Exchanging lim and inf when rewriting $\inf\{t>0:\forall ε>0,S_t\cap B(x_0,ε)\subset S\cap B(x_0,ε)\}$

Question

How can I prove that $$\inf\{t>0: \forall ε>0, S_t \cap B(x_0,ε) \subset S\cap B(x_0,ε)\} \\= \lim_{ε \to 0}\inf\{t>0: S_t \cap B(x_0,ε) \subset S \cap B(x_0,ε) \},$$ where $S$, $S_t\ (t \ge 0)$ are closed sets in $\mathbb{R}^n$.

Answer 1

The question assumes that the assertion is true, which it is not. Let me give a one-dimensional counterexample.
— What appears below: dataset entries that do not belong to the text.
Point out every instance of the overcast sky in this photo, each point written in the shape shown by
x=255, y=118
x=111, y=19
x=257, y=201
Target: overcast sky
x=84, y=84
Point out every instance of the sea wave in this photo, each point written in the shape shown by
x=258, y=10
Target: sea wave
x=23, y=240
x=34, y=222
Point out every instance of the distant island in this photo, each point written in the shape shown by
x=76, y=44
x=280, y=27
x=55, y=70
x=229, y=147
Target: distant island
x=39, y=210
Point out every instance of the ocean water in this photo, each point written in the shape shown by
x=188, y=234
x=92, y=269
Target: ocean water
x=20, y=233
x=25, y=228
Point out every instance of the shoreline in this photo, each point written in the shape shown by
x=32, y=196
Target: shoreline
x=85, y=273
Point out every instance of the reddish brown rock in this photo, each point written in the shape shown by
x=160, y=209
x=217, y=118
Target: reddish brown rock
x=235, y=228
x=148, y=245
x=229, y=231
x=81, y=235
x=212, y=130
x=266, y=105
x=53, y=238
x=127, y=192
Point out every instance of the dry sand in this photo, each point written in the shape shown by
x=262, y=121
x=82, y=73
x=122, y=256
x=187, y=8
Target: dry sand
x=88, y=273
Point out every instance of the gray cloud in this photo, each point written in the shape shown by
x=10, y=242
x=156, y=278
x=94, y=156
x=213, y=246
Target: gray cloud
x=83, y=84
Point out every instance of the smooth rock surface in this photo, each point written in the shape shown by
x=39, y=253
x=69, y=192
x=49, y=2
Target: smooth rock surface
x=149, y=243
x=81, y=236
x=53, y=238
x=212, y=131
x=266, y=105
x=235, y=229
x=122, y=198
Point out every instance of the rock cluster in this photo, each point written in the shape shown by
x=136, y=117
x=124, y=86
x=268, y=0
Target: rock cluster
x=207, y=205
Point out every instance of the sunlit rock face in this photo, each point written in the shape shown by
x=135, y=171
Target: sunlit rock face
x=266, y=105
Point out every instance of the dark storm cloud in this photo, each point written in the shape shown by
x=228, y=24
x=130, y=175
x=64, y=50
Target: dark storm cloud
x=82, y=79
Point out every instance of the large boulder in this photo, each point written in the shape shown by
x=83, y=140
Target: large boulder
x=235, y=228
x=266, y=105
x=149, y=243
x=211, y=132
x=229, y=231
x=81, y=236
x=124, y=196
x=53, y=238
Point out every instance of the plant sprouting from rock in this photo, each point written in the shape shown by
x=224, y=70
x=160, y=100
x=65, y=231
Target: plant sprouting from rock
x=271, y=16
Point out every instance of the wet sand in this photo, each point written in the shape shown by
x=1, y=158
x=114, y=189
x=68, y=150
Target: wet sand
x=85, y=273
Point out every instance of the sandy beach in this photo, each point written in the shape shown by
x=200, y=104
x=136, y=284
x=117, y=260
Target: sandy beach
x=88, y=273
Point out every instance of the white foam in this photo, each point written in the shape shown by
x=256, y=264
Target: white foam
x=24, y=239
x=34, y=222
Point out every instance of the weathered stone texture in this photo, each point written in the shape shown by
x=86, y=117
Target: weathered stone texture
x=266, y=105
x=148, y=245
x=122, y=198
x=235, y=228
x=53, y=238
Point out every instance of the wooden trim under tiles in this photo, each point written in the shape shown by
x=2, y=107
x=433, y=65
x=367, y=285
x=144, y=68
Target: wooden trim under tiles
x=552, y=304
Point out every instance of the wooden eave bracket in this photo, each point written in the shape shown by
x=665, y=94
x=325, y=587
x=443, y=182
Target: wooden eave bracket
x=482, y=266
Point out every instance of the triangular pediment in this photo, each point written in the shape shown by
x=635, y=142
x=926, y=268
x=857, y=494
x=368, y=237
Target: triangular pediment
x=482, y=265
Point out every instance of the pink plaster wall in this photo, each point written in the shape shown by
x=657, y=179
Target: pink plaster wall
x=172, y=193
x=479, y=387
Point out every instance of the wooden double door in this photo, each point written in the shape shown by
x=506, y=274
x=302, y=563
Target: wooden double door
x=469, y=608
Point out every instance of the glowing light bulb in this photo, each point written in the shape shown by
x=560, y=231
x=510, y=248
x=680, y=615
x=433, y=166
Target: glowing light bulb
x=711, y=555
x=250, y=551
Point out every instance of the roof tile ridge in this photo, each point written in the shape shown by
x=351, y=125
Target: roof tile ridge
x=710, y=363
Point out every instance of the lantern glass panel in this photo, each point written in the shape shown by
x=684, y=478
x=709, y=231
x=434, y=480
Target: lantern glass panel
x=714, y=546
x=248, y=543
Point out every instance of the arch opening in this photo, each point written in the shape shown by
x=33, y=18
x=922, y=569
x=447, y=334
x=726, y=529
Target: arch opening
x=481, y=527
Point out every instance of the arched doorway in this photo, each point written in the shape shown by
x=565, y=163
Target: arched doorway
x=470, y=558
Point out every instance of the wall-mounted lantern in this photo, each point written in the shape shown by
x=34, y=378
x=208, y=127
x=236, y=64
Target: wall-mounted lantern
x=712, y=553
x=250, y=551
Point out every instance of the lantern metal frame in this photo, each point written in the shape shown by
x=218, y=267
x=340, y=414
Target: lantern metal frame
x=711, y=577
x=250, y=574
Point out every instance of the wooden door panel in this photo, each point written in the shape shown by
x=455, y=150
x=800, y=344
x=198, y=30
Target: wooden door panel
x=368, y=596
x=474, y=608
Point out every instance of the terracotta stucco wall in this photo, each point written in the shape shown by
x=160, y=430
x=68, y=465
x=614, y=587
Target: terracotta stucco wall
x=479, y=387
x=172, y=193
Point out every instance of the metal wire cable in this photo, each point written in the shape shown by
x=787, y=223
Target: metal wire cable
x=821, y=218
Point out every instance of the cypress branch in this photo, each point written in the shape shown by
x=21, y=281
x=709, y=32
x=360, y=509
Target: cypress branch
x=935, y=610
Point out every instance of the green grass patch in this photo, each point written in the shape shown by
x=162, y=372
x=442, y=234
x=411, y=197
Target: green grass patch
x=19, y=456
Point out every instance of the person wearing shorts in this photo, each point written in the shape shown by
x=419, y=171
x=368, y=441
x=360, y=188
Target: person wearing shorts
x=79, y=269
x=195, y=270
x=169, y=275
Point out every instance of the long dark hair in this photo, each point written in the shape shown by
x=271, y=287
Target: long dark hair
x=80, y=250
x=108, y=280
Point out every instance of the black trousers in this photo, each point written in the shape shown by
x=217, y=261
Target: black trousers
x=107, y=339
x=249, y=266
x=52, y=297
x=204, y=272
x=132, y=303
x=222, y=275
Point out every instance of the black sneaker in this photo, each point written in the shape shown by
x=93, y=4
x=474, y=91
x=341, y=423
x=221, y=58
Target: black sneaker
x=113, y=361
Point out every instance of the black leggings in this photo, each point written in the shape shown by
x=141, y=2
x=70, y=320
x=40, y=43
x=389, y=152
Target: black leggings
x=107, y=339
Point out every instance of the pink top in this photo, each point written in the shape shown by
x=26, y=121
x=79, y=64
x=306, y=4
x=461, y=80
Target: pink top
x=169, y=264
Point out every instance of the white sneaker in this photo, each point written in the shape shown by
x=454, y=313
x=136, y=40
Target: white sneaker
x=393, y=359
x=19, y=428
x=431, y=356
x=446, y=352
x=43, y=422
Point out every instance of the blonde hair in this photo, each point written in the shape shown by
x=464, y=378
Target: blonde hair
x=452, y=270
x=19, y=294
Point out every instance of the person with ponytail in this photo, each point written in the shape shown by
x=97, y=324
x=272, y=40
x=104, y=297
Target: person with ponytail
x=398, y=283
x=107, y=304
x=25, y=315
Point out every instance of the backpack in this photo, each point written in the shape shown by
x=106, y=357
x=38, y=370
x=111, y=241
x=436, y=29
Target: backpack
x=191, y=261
Let $x_0=0$, $S=[0,1] \cup \{2\}$, $S_t = \mathbb{R}$. Then: $$\inf\{t>0: \forall ε>0, [-ε,ε] \subset S \cap [-ε,ε]\} = \infty,$$ since the condition is not true for $ε>1$. However, $$\lim_{ε \to 0}\inf\{t>0: [-ε,ε] \subset S \cap [-ε,ε] \} = 0.$$ If you dislike the convention that $\inf \emptyset = \infty$, you can take $S_1 = S$ (while keeping the other $S_t$ equal to $\mathbb{R}$) to get $1$ instead of $\infty$ for the first expression.